Additional information
Xu et al (1986) investigated the pathogenicity of mixed dust from a fluorite mine in animal experiments and in vitro tests . Animal experiments showed that calcium fluorite induced a foreign body reaction in the lungs; the fibrous nodular lesions induced by the fluorite mine dust were due mainly to its silica component. It was demonstrated that either silica or the mixed dust of a fluorite mine can stimulate pulmonary alveolar macrophages (PAMs) to release fibrogenetic factors in vitro, but calcium fluorite cannot . It was also demonstrated that having engulfed calcium fluorite, silica, or fluorite mine mixed dust, PAMs release an elastase- active substance . The authors suggest that the emphysematous lesion seen in autopsy material of pneumoconiosis of fluorite mine workers may be caused by calcium fluorite and silica.

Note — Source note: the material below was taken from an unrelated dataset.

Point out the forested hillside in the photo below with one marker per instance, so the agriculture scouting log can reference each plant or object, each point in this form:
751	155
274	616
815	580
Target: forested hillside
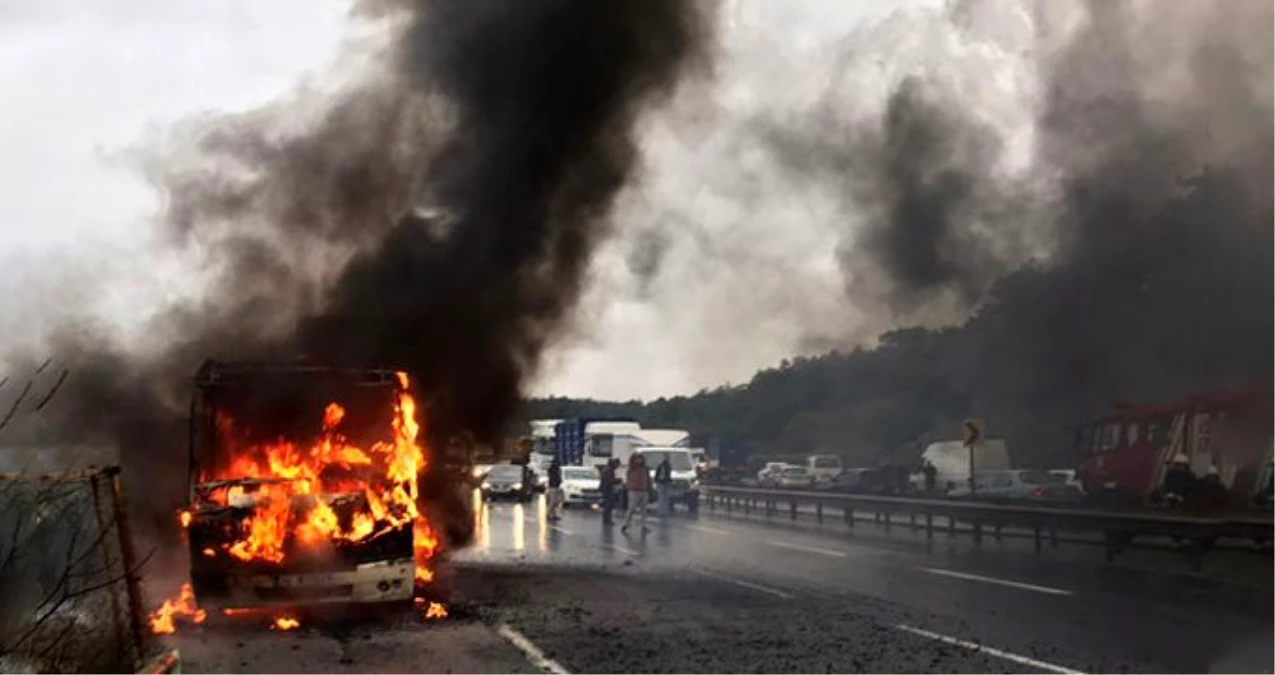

King et al (1958) injected calcium fluoride dust of 1 µm mean diameter as a suspension (in saline) into the lungs of rats. Rats were sacrificed and lung histopathology was carried out at various intervals up to 1 year post-exposure. The lungs of rats that died were also examined. Calcium fluoride dust was toxic to lung cells, especially during the early stages of the study, leading to extensive necrosis. Calcium fluoride was fibrogenic, but not as strongly fibrogenic as quartz.
Kuang et al (2017) administered aqueous solutions of NaF to mice via oral gavage for a period of 42 days. The authors examined the effect of NaF on the splenic development specifically. Their findings include decreasing GI values, histopathological lesions, arresting cell cycle, and reducing T cells and B cells as well as immunoglobulin contents. It is noted that the dose level is above the NOAELs determined for dental effects (see repeated dose tox section).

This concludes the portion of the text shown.